When you have talent at the level of Logan Binggeli and Kevin Aiello on your DH team, it comes as no surprise that they are almost continually testing new product. It seems that every time we’ve crossed paths with the KHS team they have been testing something new and always happy and willing to strike up a conversation. Recently while at Winter Press Camp in Westlake Village, CA we had a chance to do some riding with the Logan, Kevin, and Quinton, as well as check out what was new at KHS.
At first glance, the bike above looks fairly inconspicuous since it actually looks like a production bike. However, once you realize the frame lacks the typical graphics of a production bike you get the feeling that it may be something new…
Already ridden to victory at the second round of the Southridge USA Winter Series at Fontana by Binggeli, Aiello wasn’t far behind in 4th (the first round they were 1 and 2). Even though the team has been riding the bike for light downhill duties, what we’re looking at is a prototype for the 2016 7500 – a 160mm travel enduro machine. Just by looks alone you can tell that this bike has a longer front center than the current 7500/7200 line which is in line with the current trend for aggressive geometry.
Compared to the current 7500, the prototype adds a number of new forgings to keep the weight down but strength and stiffness up.
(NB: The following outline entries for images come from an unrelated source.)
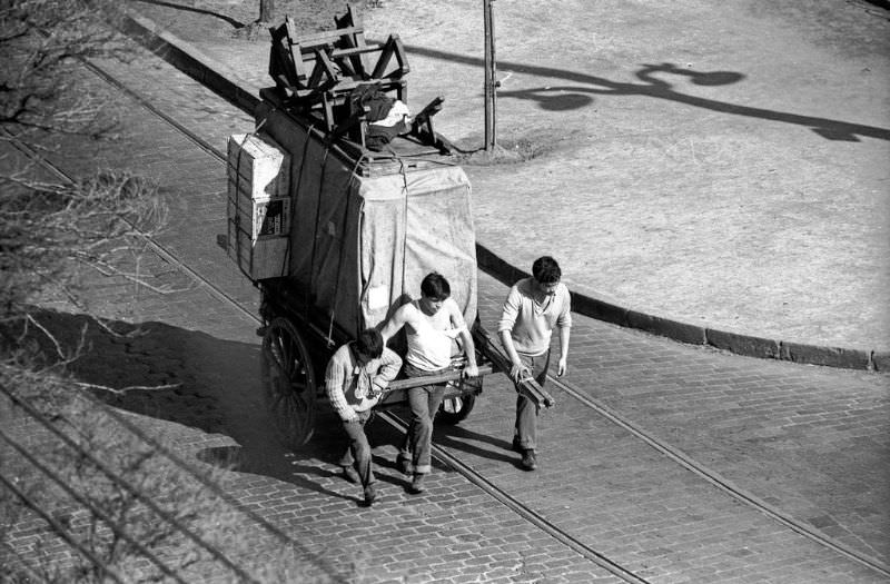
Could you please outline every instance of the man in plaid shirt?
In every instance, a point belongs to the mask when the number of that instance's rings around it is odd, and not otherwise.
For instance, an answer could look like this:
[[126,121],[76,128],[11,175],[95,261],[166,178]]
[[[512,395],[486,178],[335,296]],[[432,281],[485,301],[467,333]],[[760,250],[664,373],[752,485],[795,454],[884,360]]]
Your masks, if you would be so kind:
[[400,367],[402,358],[384,346],[380,333],[368,328],[354,342],[338,348],[325,372],[328,399],[349,437],[349,445],[340,458],[343,474],[347,481],[362,484],[366,506],[376,501],[377,493],[365,423],[370,418],[370,408],[380,399]]

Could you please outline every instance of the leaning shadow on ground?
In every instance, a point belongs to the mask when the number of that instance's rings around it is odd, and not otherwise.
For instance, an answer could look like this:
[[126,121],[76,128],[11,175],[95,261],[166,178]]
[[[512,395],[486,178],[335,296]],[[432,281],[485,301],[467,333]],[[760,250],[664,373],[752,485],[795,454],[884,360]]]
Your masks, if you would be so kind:
[[[34,327],[29,338],[41,346],[44,365],[61,360],[57,347],[81,347],[67,368],[73,383],[102,403],[229,442],[196,452],[197,459],[350,498],[325,486],[340,447],[334,429],[322,426],[299,448],[285,447],[271,430],[263,402],[259,343],[219,339],[157,321],[100,323],[43,309],[32,315],[44,331]],[[207,438],[211,444],[212,436]]]
[[[406,49],[412,53],[431,59],[479,68],[484,66],[484,61],[477,57],[413,44],[406,46]],[[888,128],[721,101],[720,99],[695,96],[683,90],[683,83],[686,82],[694,86],[710,87],[736,83],[745,78],[745,75],[740,71],[700,71],[672,62],[641,63],[633,73],[637,81],[626,82],[582,71],[542,67],[525,62],[498,61],[497,66],[501,71],[558,80],[538,88],[515,91],[498,89],[497,91],[497,97],[501,99],[531,100],[537,102],[541,109],[545,110],[566,111],[589,107],[594,100],[592,96],[601,99],[643,97],[660,101],[673,101],[730,116],[801,126],[832,141],[858,142],[861,138],[890,140],[890,129]],[[777,90],[779,89],[784,90],[785,88],[777,88]]]

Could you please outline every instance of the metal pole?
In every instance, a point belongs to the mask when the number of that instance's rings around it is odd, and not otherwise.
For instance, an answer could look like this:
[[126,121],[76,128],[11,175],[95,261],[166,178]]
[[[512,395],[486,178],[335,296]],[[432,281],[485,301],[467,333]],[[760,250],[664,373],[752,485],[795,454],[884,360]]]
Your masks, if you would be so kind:
[[497,146],[497,59],[494,52],[494,0],[488,0],[488,49],[492,72],[490,79],[492,83],[492,149]]
[[492,0],[482,0],[482,14],[485,32],[485,150],[492,148],[492,95],[494,93],[492,78]]

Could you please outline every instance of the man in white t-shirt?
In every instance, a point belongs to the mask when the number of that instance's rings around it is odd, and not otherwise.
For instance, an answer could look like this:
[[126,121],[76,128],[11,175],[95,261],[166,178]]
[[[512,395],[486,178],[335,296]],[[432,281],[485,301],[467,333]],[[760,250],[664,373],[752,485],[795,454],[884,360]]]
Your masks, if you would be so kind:
[[[405,327],[408,350],[403,372],[408,377],[451,370],[453,342],[458,337],[466,355],[466,367],[462,375],[478,376],[473,336],[451,294],[451,285],[444,276],[427,274],[421,283],[421,298],[398,307],[384,326],[382,333],[385,342]],[[445,384],[412,387],[407,394],[411,423],[396,464],[403,473],[413,473],[408,491],[417,494],[425,491],[424,477],[433,468],[433,418],[442,405]]]
[[[544,385],[554,327],[560,329],[556,375],[565,375],[572,303],[568,288],[561,279],[562,270],[556,260],[550,256],[540,257],[532,266],[532,277],[517,281],[504,301],[497,333],[512,362],[510,376],[514,383],[531,376],[541,386]],[[526,471],[537,468],[537,416],[538,407],[520,394],[516,398],[513,449],[523,455],[522,467]]]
Other than a new forged rocker link, the suspension looks mostly unchanged with a floating lower link and a pierced seat tube/shock tunnel that is piggy back compatible.
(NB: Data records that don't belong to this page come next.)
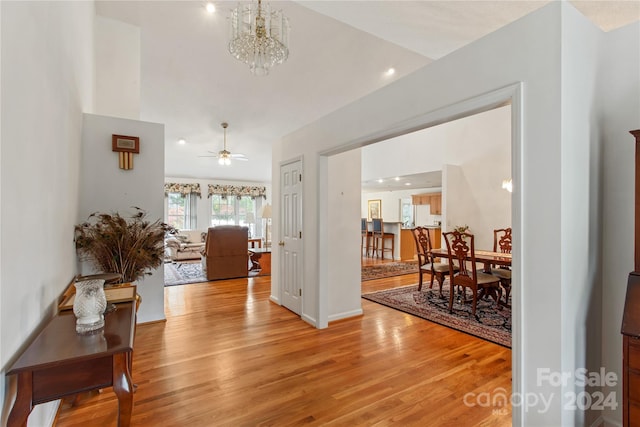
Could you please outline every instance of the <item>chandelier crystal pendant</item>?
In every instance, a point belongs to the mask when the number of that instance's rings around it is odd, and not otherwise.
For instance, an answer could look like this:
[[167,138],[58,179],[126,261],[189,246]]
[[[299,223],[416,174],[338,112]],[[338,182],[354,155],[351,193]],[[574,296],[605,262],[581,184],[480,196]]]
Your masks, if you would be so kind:
[[272,11],[262,0],[238,4],[231,11],[229,52],[249,65],[251,73],[269,74],[289,56],[289,19],[281,10]]

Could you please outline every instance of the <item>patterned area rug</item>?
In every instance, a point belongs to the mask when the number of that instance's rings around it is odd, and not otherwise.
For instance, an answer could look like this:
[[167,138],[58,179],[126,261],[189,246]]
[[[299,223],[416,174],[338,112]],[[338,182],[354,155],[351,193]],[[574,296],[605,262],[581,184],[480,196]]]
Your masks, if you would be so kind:
[[[497,309],[493,300],[480,300],[476,308],[476,317],[471,316],[471,302],[460,304],[453,301],[453,313],[449,313],[449,281],[442,287],[440,298],[437,285],[404,286],[362,295],[362,298],[387,307],[430,320],[435,323],[465,332],[487,341],[511,348],[511,309]],[[470,297],[470,292],[467,291]]]
[[188,283],[206,282],[200,261],[183,262],[182,264],[164,264],[164,285],[186,285]]
[[362,281],[383,279],[385,277],[401,276],[403,274],[418,273],[415,262],[390,262],[380,265],[362,266]]

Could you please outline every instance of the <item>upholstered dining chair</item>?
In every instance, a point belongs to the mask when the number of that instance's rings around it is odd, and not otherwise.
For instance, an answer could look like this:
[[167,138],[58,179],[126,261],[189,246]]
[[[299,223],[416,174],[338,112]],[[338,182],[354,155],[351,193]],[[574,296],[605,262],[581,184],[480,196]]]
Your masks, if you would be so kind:
[[449,263],[435,262],[431,254],[432,246],[429,229],[416,227],[412,230],[412,234],[416,241],[416,253],[418,254],[418,290],[422,290],[423,275],[428,273],[431,274],[429,289],[433,288],[433,279],[435,278],[440,285],[440,297],[442,297],[442,283],[444,282],[445,276],[449,274]]
[[[453,294],[455,287],[461,288],[466,302],[466,289],[471,289],[473,301],[471,314],[475,317],[478,300],[485,295],[491,296],[499,307],[502,298],[500,279],[492,274],[483,273],[476,268],[476,255],[473,243],[473,234],[459,231],[444,233],[449,254],[449,277],[451,287],[449,289],[449,312],[453,311]],[[458,268],[456,272],[455,269]]]
[[[511,227],[493,230],[493,251],[503,254],[511,253]],[[504,289],[504,302],[509,304],[511,294],[511,269],[507,266],[491,266],[491,274],[500,278],[500,285]]]
[[369,224],[366,218],[360,218],[360,252],[365,250],[364,255],[369,256],[369,249],[371,247],[371,232],[369,231]]
[[[395,234],[387,233],[384,231],[384,222],[382,218],[373,218],[372,222],[372,237],[373,237],[373,253],[375,256],[384,258],[384,251],[391,251],[391,259],[393,259],[393,253],[395,252]],[[385,241],[391,240],[391,247],[385,247]]]

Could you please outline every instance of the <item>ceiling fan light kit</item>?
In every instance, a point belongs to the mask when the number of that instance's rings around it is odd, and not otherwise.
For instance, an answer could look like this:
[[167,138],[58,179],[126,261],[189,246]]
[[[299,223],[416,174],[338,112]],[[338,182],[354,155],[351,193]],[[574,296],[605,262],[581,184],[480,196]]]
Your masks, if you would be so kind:
[[[224,145],[222,150],[218,151],[218,154],[213,155],[213,156],[200,156],[200,157],[217,157],[218,158],[218,164],[222,165],[222,166],[229,166],[231,165],[231,159],[233,160],[249,160],[245,157],[244,154],[239,154],[239,153],[231,153],[231,151],[227,150],[227,127],[229,127],[229,124],[226,122],[223,122],[220,124],[222,126],[222,129],[224,129]],[[213,153],[213,151],[210,151],[211,153]]]
[[289,19],[281,10],[272,11],[262,0],[241,5],[231,11],[229,52],[249,65],[251,73],[269,74],[289,56]]

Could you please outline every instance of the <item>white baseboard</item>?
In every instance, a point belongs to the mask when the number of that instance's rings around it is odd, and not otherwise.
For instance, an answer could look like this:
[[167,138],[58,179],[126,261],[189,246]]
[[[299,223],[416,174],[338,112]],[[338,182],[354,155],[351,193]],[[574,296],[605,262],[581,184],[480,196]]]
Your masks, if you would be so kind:
[[358,310],[345,311],[343,313],[333,314],[329,316],[329,322],[335,322],[336,320],[348,319],[350,317],[362,316],[364,311],[360,308]]
[[61,402],[61,400],[54,400],[52,402],[35,405],[31,414],[29,414],[27,427],[53,426]]

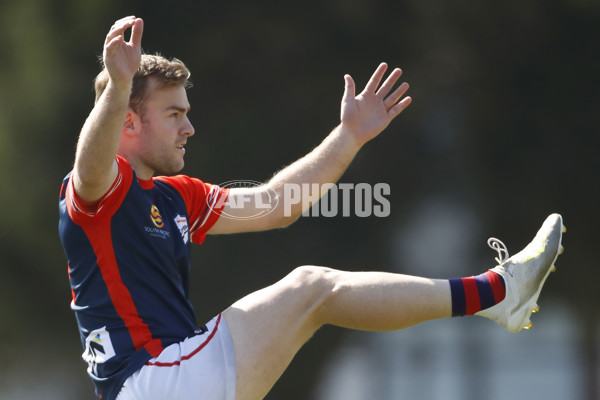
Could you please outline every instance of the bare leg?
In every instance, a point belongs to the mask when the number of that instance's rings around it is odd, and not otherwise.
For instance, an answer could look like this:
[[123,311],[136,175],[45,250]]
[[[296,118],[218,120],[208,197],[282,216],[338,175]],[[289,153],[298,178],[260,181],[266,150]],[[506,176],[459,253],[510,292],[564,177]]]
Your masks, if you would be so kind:
[[324,324],[387,331],[451,315],[450,286],[383,272],[305,266],[224,313],[236,357],[236,400],[262,399]]

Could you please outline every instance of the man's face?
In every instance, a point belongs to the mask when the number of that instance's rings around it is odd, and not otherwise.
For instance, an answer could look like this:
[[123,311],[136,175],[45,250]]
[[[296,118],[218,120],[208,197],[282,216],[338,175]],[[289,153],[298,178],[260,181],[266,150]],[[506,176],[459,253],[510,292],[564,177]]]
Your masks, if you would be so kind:
[[173,174],[184,165],[185,144],[194,134],[183,85],[156,88],[150,81],[150,96],[144,103],[139,159],[152,172]]

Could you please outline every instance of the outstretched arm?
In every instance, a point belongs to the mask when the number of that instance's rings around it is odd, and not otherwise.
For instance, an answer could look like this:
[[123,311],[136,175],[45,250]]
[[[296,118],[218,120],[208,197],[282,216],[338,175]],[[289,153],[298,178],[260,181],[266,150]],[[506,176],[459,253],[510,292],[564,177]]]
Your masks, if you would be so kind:
[[[408,90],[406,82],[394,89],[402,71],[394,69],[381,83],[386,70],[387,64],[380,64],[358,96],[354,80],[346,75],[340,124],[319,146],[275,174],[265,185],[252,189],[231,189],[224,212],[239,218],[220,218],[209,233],[267,230],[287,226],[297,220],[306,209],[306,202],[297,202],[284,210],[282,200],[285,185],[308,183],[320,187],[335,183],[361,147],[379,135],[411,103],[410,97],[403,97]],[[280,200],[274,211],[261,218],[245,218],[260,213],[254,199],[264,199],[273,193]],[[232,204],[244,204],[244,208],[232,209]]]
[[[131,28],[131,38],[124,34]],[[93,204],[110,189],[117,176],[115,156],[129,105],[133,75],[140,64],[143,21],[118,20],[104,42],[103,61],[108,84],[88,116],[77,143],[73,184],[84,202]]]

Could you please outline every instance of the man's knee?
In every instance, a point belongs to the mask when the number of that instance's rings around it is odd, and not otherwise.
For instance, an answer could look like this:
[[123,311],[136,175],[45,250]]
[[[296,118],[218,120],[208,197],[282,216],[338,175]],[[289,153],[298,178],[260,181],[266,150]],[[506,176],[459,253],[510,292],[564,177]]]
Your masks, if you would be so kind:
[[316,265],[302,265],[288,274],[286,280],[294,287],[329,291],[335,285],[335,275],[338,271]]
[[284,279],[290,295],[312,314],[319,314],[320,309],[336,291],[340,271],[303,265],[295,268]]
At the back, we find different dropouts which in Kevin’s case do not have a quick release. The current 7200/7500 models have replaceable dropouts which use two bolts on each side to hold them in place. While you won’t be able to replace the entire dropout on the new models, it will likely be lighter and again, stronger. The rear brake mount has been changed to post mount as well. Since this is the same bike that Kevin uses for cross county rides like the hilly spin we were treated to by Team Ojio, it’s not surprising to see a Wolf Tooth Components 40t cassette adapter to match the WTC chainring up front.
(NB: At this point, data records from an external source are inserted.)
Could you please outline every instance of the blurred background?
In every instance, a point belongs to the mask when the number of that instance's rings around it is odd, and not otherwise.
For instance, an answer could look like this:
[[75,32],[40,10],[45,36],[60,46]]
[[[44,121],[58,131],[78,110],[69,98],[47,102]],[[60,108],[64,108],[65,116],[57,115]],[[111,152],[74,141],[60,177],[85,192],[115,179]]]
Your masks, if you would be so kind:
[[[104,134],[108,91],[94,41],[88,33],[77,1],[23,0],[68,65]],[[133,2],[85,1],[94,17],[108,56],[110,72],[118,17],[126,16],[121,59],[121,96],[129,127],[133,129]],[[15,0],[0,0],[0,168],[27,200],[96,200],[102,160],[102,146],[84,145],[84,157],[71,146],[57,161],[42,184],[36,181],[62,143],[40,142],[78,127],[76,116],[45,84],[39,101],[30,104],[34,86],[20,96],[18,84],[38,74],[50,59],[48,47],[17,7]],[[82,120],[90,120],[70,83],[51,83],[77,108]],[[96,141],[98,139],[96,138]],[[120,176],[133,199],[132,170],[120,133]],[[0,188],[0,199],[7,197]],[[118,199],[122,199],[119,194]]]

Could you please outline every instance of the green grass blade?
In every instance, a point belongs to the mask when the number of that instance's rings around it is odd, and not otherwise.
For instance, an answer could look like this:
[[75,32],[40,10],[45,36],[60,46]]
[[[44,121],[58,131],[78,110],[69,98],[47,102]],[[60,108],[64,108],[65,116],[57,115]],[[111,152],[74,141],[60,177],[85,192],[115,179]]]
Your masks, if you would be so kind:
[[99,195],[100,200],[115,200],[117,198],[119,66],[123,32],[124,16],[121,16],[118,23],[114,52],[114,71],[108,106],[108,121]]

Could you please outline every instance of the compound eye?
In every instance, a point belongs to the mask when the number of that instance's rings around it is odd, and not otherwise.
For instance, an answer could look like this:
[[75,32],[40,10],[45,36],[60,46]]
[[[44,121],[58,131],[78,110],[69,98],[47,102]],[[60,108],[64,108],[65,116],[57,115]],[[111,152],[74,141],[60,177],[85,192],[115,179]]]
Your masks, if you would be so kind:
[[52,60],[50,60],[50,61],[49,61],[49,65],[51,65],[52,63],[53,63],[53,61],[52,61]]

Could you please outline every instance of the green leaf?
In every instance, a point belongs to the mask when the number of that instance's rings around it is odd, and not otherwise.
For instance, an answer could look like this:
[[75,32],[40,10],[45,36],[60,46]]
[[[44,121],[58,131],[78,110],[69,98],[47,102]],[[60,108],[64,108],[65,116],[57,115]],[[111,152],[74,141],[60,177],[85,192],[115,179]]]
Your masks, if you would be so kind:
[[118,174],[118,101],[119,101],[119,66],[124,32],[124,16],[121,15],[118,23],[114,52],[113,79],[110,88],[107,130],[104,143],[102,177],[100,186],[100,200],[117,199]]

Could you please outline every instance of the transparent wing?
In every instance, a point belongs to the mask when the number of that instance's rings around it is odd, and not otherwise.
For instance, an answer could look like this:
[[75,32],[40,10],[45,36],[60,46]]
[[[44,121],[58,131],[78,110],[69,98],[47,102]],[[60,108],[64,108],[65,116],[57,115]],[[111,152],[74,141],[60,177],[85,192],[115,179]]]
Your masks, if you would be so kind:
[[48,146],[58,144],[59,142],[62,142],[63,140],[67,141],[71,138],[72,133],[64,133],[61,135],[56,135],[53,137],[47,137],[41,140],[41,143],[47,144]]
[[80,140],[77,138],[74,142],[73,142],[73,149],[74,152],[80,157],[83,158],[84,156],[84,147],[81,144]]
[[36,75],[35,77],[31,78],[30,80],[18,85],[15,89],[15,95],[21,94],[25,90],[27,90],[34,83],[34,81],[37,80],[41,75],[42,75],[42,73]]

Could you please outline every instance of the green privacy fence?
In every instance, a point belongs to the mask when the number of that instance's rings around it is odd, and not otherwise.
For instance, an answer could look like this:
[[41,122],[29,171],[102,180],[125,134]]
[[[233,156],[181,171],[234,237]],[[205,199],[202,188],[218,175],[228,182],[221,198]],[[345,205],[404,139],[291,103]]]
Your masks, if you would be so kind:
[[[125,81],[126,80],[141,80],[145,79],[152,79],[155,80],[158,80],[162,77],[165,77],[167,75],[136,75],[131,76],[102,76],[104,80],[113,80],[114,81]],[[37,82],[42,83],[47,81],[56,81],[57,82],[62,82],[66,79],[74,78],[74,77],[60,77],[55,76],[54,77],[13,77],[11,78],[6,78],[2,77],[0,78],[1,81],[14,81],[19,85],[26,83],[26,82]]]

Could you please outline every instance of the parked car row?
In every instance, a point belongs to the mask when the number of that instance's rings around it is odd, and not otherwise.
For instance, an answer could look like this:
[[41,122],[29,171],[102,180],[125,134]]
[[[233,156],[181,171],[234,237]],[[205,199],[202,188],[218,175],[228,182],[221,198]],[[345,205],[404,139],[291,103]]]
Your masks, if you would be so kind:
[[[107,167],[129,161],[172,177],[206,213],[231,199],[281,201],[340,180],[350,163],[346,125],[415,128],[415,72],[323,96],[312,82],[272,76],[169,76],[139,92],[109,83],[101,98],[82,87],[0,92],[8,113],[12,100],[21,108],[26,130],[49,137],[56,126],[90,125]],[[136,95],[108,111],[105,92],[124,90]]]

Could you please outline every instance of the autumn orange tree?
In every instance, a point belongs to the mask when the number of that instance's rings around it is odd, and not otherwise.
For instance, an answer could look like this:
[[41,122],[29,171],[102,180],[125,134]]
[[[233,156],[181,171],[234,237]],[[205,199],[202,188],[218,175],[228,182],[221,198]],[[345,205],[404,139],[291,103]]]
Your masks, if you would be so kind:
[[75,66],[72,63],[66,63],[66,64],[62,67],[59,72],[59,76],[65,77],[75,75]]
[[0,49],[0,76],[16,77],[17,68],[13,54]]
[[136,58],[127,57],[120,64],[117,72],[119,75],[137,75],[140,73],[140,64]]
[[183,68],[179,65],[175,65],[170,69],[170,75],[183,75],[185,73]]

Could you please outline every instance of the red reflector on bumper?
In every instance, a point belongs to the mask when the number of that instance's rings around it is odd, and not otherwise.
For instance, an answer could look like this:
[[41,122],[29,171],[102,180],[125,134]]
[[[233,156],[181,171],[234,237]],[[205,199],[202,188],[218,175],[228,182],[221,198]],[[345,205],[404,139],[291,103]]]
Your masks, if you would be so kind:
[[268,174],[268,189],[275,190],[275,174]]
Now on ENVE wheels, Kevin was rolling 27.5″ prototype test samples simply labeled #427 Dark 6.
Prototypes are always fun, but KHS also has a few new bikes that should be more exciting – should you happen to be extremely tall. Designed by the renowned Lennard Zinn, KHS is now offering the BNT and Flite 747 for riders taller than 6’2″. Designed by Lennard and built by KHS, both bikes sell complete for less than $2,000 so they won’t exactly compete with Lennard’s custom Zinn Cycles which start around that price for the frame only. While Lennard has been offering big bikes for years, the partnership with KHS is exciting since tall riders will have a chance to buy a bike that actually fits and won’t immediately break at an affordable price.
The BNT (Big and Tall) is a 29″ wheeled hardtail that will be sold in 2XL and 3XL frame size. I can literally ride in the frame’s front triangle. Built from Reynolds 520 double butted chromoly, the bike uses a smart build kit and 36h Stan’s rapid rims to ensure it will hold up to big guy abuse. Additional components include a 400mm long, 29.8mm seat post, 720mm handlebar, and a KHS forged 2 piece double crankset with 210mm arms. Available now, the BNT retails for $1,969.
Using the same build philosophy, the KHS Flite 747 is a monster steel road bike. Also available in 2XL and 3XL, the largest frame size will measure out to a 68 cm frame. Built with Reynolds DB chromoly and a full chromoly fork, an enormous head tube ensures riders can find the right position. Like the BNT, the wheels features 36 spoke Weinmann XP Elite, double wall rims as well as a custom KHS 210mm double 52/36 crankset, 46 cm FSA Gossamer handlebars, a 130mm stem, and 400mm seat post to fit. The Shimano 105 build will sell for $1899.